一関・平泉

全国川サミット きょう一関で開幕

 「黄金(くがね)花咲く北上川~悠久の歴史と未来~」をテーマにした第29回全国川サミットin一関(全国川サミット連絡協議会、一関市実行委主催)は、16、17の両日に一関市で初めて開催される。首長サミットをはじめ、NPO法人北上川サポート協会や大原小学校6年生らが川との関わる取り組みを紹介する事例発表などを行い、川がもたらす恵みと人々との関わりを見つめ直す。

 サミットは、1級河川と同じ名前やその流域にある全国の自治体で組織する同協議会が毎年、構成自治体の持ち回りで開催している。本県では初めての開催で、北上川源流の岩手町から河口の宮城県石巻市まで流域18市町でつくる実行委が主催する。

 初日は、午後2時30分から一関市山目のベリーノホテル一関で全国の首長ら関係者による同協議会の総会、高村裕平氏(国土交通省水管理・国土保全局河川環境課長)の講演、「我がまちの川との関わり」をテーマに首長サミットなどが行われる。関係者のみが参加できるため、一般の入場はできない。

 最終日は、午前9時から正午すぎまで同市大手町の一関文化センターで開会式、事例発表(北上川サポート協会、大原小6年生、街づくりまんぼう)、防災キャスター阿部清人氏による記念講演「防災サイエンスショー~楽しく科学・伝える防災」などが繰り広げられる。2日間を締めくくるサミット式典では、サミット宣言の採択とサミット旗の受け渡しが予定されている。一般の入場も可能で、入場無料。

悠久の流れ永遠に 本紙で北上川企画連載
▲「千古不易 悠久の流れ 北上川」最終回(2020年10月15日付)

 岩手日日新聞社は2020年、「千古不易(せんこふえき) 悠久の流れ 北上川」を年間テーマに掲げ、新年号で特集を掲載したほか、北上川に架かる橋や川と関わる人、流域を洪水から守るダムや遊水地を連載で紹介した。

 流路延長249キロ、流域面積1万150平方キロに及ぶ東北最大の河川・北上川。岩手町に源を発し、本県のほぼ中央部を北から南に流下。一関市の狭窄(きょうさく)部を経て宮城県に入り、登米市で旧北上川と流れを分け、追波湾で太平洋へと注ぐ。

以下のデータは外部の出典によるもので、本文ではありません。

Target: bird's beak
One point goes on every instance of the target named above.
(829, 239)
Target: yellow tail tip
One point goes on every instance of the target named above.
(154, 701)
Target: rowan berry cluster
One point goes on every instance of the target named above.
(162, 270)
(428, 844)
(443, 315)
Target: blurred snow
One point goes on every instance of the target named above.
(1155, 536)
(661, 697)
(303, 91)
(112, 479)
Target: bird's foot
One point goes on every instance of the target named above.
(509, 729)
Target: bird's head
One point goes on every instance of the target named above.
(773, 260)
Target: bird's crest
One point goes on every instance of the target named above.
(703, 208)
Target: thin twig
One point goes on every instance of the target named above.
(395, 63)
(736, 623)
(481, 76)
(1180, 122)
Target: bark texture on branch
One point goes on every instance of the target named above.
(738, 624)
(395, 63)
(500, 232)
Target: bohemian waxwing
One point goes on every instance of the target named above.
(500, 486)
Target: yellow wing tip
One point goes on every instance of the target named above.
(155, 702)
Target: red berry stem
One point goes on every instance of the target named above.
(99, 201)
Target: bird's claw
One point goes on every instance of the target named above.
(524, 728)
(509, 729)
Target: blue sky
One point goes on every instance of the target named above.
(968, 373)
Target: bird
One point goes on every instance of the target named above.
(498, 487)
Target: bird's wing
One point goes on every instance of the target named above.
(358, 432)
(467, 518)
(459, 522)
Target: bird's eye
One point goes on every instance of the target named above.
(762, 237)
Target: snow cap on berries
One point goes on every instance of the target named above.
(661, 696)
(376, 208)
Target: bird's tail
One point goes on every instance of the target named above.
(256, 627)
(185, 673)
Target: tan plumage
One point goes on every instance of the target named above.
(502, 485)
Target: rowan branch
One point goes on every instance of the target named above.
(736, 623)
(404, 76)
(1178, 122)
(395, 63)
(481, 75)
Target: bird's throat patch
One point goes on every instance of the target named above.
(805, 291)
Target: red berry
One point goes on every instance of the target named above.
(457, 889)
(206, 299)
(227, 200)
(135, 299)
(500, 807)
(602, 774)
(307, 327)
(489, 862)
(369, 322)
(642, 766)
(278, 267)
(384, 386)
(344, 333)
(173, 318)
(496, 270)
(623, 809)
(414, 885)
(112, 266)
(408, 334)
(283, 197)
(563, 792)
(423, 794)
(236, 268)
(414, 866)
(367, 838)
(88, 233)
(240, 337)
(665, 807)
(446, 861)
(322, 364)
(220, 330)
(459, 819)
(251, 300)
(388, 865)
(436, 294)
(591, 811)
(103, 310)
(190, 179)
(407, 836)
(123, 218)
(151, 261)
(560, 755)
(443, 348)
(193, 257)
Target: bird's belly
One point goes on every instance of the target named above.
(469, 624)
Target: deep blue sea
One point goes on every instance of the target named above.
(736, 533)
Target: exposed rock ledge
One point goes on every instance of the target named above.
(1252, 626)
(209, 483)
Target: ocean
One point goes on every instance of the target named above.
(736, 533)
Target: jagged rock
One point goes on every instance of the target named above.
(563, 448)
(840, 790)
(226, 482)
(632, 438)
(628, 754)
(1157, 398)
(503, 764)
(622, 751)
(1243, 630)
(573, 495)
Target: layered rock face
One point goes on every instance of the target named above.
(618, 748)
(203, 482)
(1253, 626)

 北上川が文献に初めて登場するのは鎌倉時代の史書「吾妻鏡」の文治5(1189)年9月27日条の「麓に流河ありて南に落つ。これ北上河なり」という記述。緩やかな流れは今も変わらず、明治の時代に鉄道が開通するまで都市間の物資輸送に大きな役割を果たし、江戸へコメを運ぶ大動脈として流域に多くの恵みをもたらした。一方で幾多の水害をもたらし、人々に厳しい試練も与えてきた。

 水害常襲地帯として知られるのが一関市狐禅寺から下流約28キロの北上川狭窄部。両岸に低い山が迫り川幅は狭い場所で100メートルほどしかなく、大雨が降ったり、台風が襲来したりすればたびたび洪水になった。

 特に甚大な被害を出したのが1947年のカスリン台風と48年のアイオン台風。2年連続で襲来した台風は一関で死者573人、流失家屋約600戸もの未曾有の被害をもたらした。

 河川改修は古くから行われてきたが、戦後は流域の発展を目指し1950年政府が策定した北上特定地域総合開発計画(KVA)を基に御所(盛岡市)、四十四田(同)、田瀬(花巻市)、湯田(北上市)、石淵(奥州市)の5大ダムや一関遊水地(一関市、平泉町)の整備が進んだ。近年は2013年に石淵ダムを再開発した国内最大級のロックフィルダム・胆沢ダムが完成。一関遊水地事業も近く完了の見通しで、かつてのように多くの人命が失われる水害は減ってきている。